L'Oclaesp coopère quand même avec certaines associations de défense de l'environnement – attention, pas Greenpeace, précise le colonel ! Elles peuvent se révéler être des sources pour ouvrir des enquêtes. L'office peut également compter sur des alertes qui émanent directement de membres des entreprises concernées. "La coopération internationale fonctionne bien", se félicite par ailleurs Jacques Diacono. Des simples demandes d'informations de leurs homologues étrangers débouchent parfois de nouvelles enquêtes. "Ils nous demandent juste des vérifications, et on se rend compte que la France est aussi concernée par le problème, alors que nous n'avions aucun indice avant", explique le gendarme. Son équipe assure également une veille médiatique, y compris sur les réseaux sociaux, qui peuvent constituer une source d'informations supplémentaire. 

L'ouverture d'une enquête peut également émaner de l'administration. Souvent, l'office l'aide à "monter le dossier de l'article 40", expliquent avec leur jargon les membres de l'équipe.
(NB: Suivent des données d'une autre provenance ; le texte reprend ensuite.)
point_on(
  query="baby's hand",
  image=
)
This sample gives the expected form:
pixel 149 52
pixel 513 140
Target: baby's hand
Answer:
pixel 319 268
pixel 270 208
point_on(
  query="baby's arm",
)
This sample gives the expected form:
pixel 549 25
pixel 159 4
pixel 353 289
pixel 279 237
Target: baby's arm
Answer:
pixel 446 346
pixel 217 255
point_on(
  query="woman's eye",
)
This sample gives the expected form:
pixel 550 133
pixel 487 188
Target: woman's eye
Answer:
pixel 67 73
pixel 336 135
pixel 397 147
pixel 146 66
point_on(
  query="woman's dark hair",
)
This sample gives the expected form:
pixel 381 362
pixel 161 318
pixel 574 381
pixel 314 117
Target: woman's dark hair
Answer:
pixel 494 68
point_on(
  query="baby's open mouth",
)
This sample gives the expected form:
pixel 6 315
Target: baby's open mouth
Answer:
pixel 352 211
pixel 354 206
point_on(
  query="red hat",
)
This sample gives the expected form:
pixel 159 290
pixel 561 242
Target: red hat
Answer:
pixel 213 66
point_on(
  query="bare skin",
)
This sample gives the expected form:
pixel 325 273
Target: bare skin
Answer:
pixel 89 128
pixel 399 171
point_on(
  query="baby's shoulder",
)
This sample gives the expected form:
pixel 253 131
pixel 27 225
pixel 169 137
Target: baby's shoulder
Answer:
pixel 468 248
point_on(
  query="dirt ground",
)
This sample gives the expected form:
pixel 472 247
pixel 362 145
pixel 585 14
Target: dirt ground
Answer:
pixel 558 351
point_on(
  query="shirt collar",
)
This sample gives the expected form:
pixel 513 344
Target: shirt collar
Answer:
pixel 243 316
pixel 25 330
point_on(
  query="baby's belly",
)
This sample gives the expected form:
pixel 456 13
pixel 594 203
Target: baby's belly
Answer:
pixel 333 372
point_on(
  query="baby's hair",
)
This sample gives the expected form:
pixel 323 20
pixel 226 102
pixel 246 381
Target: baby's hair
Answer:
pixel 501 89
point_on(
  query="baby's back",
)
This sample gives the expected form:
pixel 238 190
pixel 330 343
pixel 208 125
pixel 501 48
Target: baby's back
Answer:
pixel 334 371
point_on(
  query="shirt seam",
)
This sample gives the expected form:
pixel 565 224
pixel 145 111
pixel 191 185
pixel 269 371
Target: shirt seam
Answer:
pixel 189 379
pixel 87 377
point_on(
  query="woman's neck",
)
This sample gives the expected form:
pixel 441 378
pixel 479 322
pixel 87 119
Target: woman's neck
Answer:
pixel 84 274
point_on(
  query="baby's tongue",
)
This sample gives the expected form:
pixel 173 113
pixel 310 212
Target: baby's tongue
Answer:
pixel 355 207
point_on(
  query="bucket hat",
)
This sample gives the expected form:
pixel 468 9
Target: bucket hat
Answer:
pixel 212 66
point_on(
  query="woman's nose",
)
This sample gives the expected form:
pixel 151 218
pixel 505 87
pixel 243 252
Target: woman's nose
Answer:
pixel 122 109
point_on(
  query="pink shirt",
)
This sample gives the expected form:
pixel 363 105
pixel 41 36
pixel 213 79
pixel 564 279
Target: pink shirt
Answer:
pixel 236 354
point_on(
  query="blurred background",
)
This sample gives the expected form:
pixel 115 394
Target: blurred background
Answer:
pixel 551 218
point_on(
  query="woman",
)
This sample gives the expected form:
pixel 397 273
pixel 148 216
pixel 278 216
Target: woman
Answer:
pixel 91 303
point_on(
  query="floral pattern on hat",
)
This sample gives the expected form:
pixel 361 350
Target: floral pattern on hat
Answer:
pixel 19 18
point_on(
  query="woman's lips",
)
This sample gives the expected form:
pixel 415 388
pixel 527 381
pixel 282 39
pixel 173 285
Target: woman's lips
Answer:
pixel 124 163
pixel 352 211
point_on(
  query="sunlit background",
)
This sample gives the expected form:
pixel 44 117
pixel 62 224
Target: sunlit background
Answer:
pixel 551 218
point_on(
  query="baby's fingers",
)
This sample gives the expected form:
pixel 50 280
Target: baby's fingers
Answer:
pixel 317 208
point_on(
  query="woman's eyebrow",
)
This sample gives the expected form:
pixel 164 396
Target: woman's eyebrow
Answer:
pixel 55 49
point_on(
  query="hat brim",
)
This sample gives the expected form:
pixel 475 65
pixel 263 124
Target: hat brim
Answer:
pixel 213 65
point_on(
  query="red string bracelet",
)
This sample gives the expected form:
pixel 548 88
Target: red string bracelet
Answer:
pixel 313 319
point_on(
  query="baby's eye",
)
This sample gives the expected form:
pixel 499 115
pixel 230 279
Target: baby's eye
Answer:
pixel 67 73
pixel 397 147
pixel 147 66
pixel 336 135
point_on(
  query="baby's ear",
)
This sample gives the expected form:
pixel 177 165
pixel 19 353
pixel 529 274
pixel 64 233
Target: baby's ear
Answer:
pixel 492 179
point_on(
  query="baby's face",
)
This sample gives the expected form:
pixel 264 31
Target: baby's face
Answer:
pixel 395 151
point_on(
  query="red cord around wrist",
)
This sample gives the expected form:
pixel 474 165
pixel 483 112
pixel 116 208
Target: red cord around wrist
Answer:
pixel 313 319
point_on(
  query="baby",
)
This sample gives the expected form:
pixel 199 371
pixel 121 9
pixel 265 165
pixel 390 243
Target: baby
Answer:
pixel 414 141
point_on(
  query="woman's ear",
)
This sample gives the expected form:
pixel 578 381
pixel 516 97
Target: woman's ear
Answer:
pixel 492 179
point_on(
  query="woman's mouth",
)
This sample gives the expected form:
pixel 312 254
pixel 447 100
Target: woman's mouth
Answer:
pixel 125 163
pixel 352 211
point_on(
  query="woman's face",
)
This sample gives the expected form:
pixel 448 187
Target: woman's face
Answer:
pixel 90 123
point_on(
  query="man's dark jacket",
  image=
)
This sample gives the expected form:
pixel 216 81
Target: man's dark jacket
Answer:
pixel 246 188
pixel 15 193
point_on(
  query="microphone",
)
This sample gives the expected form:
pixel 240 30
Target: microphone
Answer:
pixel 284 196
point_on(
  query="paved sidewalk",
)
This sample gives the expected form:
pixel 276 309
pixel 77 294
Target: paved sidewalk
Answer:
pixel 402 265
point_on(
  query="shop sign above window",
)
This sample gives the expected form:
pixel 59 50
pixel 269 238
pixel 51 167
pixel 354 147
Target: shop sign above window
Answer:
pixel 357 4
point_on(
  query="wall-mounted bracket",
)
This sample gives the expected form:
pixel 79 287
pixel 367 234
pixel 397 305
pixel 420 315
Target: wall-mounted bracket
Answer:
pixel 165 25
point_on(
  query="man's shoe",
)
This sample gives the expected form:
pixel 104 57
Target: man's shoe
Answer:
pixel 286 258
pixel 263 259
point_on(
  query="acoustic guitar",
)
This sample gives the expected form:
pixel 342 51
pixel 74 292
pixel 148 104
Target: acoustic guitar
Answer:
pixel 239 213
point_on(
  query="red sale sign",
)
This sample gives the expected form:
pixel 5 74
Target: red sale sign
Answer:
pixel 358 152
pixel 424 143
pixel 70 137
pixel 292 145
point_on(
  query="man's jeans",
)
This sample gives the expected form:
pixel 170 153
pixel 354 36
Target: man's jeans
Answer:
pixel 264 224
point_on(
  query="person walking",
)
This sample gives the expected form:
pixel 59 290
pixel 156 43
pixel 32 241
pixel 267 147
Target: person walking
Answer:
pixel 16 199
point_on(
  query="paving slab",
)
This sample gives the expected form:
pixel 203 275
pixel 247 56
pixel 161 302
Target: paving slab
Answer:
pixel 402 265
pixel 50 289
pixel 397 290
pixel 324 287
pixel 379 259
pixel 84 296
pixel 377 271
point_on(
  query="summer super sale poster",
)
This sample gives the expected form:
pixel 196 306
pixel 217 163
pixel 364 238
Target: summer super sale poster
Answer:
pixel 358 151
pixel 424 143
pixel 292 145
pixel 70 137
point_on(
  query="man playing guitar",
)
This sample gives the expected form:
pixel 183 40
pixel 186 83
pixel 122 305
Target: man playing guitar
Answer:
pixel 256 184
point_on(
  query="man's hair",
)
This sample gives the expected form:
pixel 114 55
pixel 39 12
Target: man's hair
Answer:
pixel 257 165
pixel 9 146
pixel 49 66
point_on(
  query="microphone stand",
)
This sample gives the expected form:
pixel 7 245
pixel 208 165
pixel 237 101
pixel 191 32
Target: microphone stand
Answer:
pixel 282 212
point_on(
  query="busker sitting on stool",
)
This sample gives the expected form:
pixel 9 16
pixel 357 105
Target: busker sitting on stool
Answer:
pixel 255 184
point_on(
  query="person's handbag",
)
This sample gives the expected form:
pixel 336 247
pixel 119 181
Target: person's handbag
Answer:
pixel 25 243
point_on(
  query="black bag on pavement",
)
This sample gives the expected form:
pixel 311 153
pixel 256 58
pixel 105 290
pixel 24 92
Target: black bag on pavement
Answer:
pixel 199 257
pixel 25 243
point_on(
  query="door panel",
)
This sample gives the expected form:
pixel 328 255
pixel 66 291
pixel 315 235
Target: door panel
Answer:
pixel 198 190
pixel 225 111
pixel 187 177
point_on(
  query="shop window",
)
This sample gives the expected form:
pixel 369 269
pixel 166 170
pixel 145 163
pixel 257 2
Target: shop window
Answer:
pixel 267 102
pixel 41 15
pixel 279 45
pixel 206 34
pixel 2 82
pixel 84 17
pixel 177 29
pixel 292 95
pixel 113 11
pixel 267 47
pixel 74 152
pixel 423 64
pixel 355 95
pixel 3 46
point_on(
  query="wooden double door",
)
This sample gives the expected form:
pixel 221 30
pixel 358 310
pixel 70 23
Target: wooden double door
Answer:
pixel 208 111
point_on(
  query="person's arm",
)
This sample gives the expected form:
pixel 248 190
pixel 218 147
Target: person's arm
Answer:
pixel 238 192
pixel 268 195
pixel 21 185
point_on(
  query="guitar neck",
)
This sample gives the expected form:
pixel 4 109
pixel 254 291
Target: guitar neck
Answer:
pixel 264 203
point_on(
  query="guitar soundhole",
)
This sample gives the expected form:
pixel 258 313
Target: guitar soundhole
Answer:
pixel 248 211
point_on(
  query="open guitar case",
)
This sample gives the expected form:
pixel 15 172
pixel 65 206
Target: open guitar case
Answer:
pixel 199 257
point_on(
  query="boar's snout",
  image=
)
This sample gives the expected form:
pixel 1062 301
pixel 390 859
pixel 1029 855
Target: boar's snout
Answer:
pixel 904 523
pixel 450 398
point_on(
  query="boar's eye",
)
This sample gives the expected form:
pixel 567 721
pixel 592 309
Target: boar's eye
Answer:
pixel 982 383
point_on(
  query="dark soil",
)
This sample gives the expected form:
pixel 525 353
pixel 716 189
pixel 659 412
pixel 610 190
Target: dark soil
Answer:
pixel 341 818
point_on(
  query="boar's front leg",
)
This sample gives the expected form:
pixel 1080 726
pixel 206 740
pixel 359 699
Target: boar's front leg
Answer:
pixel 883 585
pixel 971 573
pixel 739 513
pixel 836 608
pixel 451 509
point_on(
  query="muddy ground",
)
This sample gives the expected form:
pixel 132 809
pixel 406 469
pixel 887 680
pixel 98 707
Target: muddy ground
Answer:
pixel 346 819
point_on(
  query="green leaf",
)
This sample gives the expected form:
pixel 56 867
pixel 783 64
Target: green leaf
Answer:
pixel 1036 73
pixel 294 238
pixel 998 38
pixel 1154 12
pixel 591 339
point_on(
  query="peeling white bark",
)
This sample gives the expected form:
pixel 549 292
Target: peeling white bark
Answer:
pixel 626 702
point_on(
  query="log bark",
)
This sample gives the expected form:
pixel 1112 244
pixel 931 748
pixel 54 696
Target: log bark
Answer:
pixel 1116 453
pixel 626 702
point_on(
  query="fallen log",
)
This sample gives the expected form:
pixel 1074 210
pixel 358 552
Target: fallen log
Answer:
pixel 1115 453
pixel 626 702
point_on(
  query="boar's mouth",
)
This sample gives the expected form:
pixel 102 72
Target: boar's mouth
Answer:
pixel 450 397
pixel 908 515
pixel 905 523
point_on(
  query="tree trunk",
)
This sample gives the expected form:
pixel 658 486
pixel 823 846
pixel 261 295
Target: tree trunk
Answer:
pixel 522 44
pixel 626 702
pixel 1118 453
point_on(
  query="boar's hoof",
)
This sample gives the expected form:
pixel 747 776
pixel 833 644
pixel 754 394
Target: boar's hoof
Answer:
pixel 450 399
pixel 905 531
Cet article prévoit que "toute autorité constituée, tout officier public ou fonctionnaire", s'il "acquiert la connaissance d'un crime ou d'un délit" dans l'exercice de ses fonctions, doit en aviser le procureur de la République. Dans ces cas là, les gendarmes aident l'administration à élaborer sa plainte. Mais même quand l'enquête a été initiée par une autre source, "l'administration est toujours dans la boucle puisque la décision administrative est toujours plus rapide que la judiciaire", résume le colonel.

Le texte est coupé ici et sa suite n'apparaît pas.